Banks, Forsyth, Jackson counties also renewed tax

POSTED: March 17, 2011 12:16 a.m.

Hall County's penny sales tax for education, approved Tuesday, got broad support across Hall County but especially big support in Gainesville.

Results showed Gainesville residents approved the tax by more than 70 percent in all four precincts.

With 111 voters, Precinct II in south Gainesville approved the special purpose local option sales tax by 95 percent.

About 67 percent of voters countywide said "yes" to the renewal.

Campaign supporters said the numbers weren't too surprising.

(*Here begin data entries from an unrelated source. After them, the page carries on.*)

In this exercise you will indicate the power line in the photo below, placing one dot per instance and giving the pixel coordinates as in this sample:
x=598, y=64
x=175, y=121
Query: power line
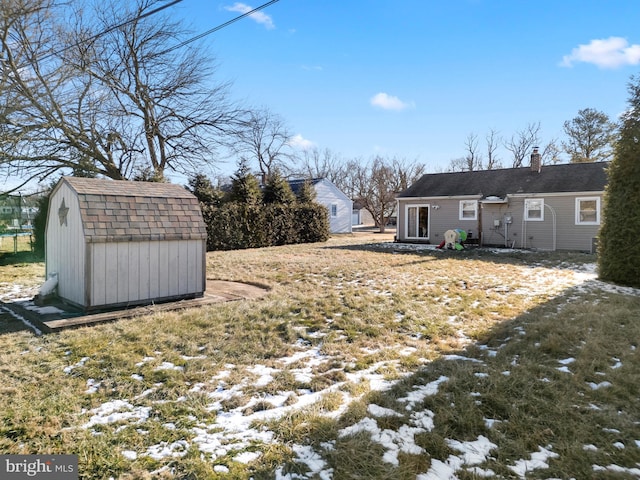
x=219, y=27
x=112, y=28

"When we looked at past referendums, that's what we saw," said Kit Dunlap, president of the Greater Hall Chamber of Commerce. Dunlap was an organizer for Citizens for a Better Education, an organization whose advertisements pushed passage of the tax.

"The media also hits more in the city of Gainesville with the newspaper and radio station," she said.

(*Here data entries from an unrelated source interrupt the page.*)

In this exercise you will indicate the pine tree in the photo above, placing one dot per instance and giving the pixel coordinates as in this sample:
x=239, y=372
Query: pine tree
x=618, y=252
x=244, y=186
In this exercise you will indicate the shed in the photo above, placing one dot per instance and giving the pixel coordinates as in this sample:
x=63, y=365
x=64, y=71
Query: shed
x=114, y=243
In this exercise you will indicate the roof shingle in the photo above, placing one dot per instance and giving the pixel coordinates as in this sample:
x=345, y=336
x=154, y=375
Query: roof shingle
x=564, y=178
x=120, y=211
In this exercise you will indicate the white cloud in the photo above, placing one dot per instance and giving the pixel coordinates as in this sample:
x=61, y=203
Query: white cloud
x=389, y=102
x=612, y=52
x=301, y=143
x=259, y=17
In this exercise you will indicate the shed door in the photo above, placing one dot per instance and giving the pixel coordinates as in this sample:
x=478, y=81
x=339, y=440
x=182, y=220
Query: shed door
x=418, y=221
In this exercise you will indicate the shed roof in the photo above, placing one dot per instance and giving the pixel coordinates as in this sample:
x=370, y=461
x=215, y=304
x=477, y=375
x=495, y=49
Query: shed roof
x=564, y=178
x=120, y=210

North Hall precincts also generally had a higher turnout in the special election and most voted in favor. The SPLOST failed to garner enough votes in just two precincts, Lula and Wilson I. Voters in Lula defeated the SPLOST by 55 percent and voters in Wilson I, north of Oakwood, defeated it by just over 50 percent. The overall turnout Tuesday was a modest 8.3 percent, the lowest in Hall County's four education SPLOST referendums.

Douglas Young, a political science professor at Gainesville State College, said the low turnout could have contributed to the SPLOST's success.

"Last November, votes were more conservative and voters were in a ‘let's cut spending' kind of mood," he said. "It could have been that supporters deliberately wanted it this time of year, when they don't have many people voting. The highest turnouts are mostly during general elections."

Hall County Schools Superintendent Will Schofield said March was an especially early date to set the vote, but the system worked with Gainesville City Schools for the early date so Gainesville could secure matching funds for construction in July.

Young said voters typically support education SPLOSTs for several reasons.

"Most people want to help public schools. So there's a general sense that by voting for increased funding for public schools, that's automatically going to help them," he said. "In Gainesville, we're used to paying for SPLOST since 1997, so it's also a continuation of the status quo."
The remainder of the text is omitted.